Acehtraffic.com - Isu hak asasi manusia dewasa ini menjadi masalah penting bagi negara-negara dunia. Reporter khusus PBB untuk HAM Iran, Ahmad Shaheed baru saja menyerahkan laporan keempatnya pada sidang Dewan HAM PBB di Jenewa, Swiss.

Laporan Sekretaris Dewan Tinggi Hak Asasi Manusia Iran, Mohammad Javad Larijani juga langsung menjawab penilaian Ahmad Shaheed dan menilai laporan tersebut tidak objektif dan berbau politis.

Ahmad Shaheed dalam laporan setebal 77 halaman pada 11 Maret 2013, menuding Iran melakukan pelanggaran terorganisir dan teratur terhadap hak asasi manusia. Menjawab laporan itu, Javad Larijani mengatakan, "Laporan yang menyerang negara tertentu telah meruntuhkan mekanisme nilai-nilai hak asasi manusia sebagai instrumen untuk komoditas politik di tangan negara-negara kuat."

Pengawasan terhadap kondisi HAM merupakan sebuah mekanisme untuk meningkatkan kondisi HAM itu sendiri, namun ketika mekanisme itu digunakan untuk tujuan-tujuan politis dan memanfaatkannya sebagai alat, maka kampanye mendukung HAM akan bernasib sama seperti perang melawan terorisme. Dampak perang itu adalah pelanggaran HAM luas oleh negara-negara Barat yang mendeklarasikan dirinya sebagai pembela HAM.

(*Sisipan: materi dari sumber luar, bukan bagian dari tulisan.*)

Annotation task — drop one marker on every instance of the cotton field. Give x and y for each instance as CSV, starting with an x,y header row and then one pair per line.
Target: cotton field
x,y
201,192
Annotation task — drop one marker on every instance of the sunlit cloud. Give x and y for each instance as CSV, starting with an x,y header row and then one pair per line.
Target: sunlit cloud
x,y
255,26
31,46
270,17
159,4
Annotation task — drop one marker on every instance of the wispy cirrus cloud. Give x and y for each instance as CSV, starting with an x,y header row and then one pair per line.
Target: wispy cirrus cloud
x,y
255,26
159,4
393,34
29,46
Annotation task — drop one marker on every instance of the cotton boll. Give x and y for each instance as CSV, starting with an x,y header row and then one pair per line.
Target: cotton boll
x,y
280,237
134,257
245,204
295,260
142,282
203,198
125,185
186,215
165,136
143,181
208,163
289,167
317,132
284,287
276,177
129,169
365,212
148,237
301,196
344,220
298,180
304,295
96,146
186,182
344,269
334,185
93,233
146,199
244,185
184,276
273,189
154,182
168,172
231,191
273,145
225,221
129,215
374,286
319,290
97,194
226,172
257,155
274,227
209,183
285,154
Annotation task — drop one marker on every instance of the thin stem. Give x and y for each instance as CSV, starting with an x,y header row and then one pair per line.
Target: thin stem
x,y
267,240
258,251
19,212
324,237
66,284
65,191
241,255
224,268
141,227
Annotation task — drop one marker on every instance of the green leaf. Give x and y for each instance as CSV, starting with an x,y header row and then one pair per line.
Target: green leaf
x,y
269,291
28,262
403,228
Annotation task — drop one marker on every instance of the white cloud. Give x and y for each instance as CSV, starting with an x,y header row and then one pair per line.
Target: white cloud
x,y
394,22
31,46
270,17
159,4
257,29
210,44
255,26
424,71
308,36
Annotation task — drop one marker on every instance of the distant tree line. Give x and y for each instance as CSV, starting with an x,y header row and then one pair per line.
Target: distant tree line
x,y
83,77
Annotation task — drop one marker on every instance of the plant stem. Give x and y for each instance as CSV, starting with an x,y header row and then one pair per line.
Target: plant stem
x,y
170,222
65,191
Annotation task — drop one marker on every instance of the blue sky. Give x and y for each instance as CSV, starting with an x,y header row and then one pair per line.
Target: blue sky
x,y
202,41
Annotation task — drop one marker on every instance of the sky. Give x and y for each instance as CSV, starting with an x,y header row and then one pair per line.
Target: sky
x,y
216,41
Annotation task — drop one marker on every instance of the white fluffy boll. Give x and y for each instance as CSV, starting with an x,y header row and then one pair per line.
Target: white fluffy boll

Sejumlah kasus pelanggaran HAM yang dilakukan Barat, terutama Amerika Serikat dan sekutunya selalu luput dari sorotan lembaga HAM PBB. Para pelapor khusus PBB untuk HAM di Iran selalu memandang situasi dan peristiwa di Republik Islam dari sudut pandang kebijakan dan kepentingan negara-negara Barat dan rezim Zionis Israel.

Klaim-klaim pelanggaran HAM adalah salah satu alat usang kekuatan-kekuatan hegemoni untuk mencoreng citra Iran di mata masyarakat internasional. Laporan-laporan Ahmad Shaheed tentang kondisi HAM di Iran merupakan salah satu bentuk paling gamblang dari penggunaan alat tersebut untuk menyerang sebuah bangsa yang independen.

Republik Islam percaya bahwa universalitas dalam melihat kondisi HAM merupakan sebuah landasan utama, di mana PBB harus komitmen terhadap masalah itu. Jika tidak demikian, maka akan terjadi praktik tebang pilih dan penggunaan standar ganda yang pada akhirnya akan mencoreng citra lembaga dunia itu.

Kinerja pelapor khusus HAM PBB selalu saja bertentangan dengan prinsip netralitas dan keadilan. Ahmad Shaheed mengumpulkan data dari figur dan kelompok anti Revolusi Islam yang bersembunyi di balik jubah HAM dan kebebasan.

Dia memperoleh laporan sepihak mengenai kondisi hak asasi manusia di Iran dari kelompok teroris MKO. Organisasi teroris itu terlibat dalam berbagai aksi pembunuhan terhadap warga Iran di awal kemenangan Revolusi Islam. Tidak hanya itu, MKO juga bersekongkol dengan rezim diktator Saddam Hussein untuk menyerang Iran.

Ahmad Shaheed juga tidak pernah menggunakan laporan lembaga hak asasi manusia independen di Iran sebagai pembanding dari informasi yang diberikan MKO yang sangat bias itu. Dengan fakta tersebut, bagaimana masyarakat dunia bisa mempercayai laporan Ahmad Shaheed yang sangat tendensius dan sepihak itu.

Dia juga sepenuhnya mengabaikan sanksi-sanksi sepihak dan ketat yang diberlakukan oleh Barat terhadap rakyat Iran. Laporan tersebut sama sekali tidak menyinggung pelanggaran terang-terangan Barat terhadap hak-hak sah bangsa Iran. Padahal, sanksi-sanksi seperti itu bertentangan dengan prinsip undang-undang internasional dan juga semangat Piagam PBB.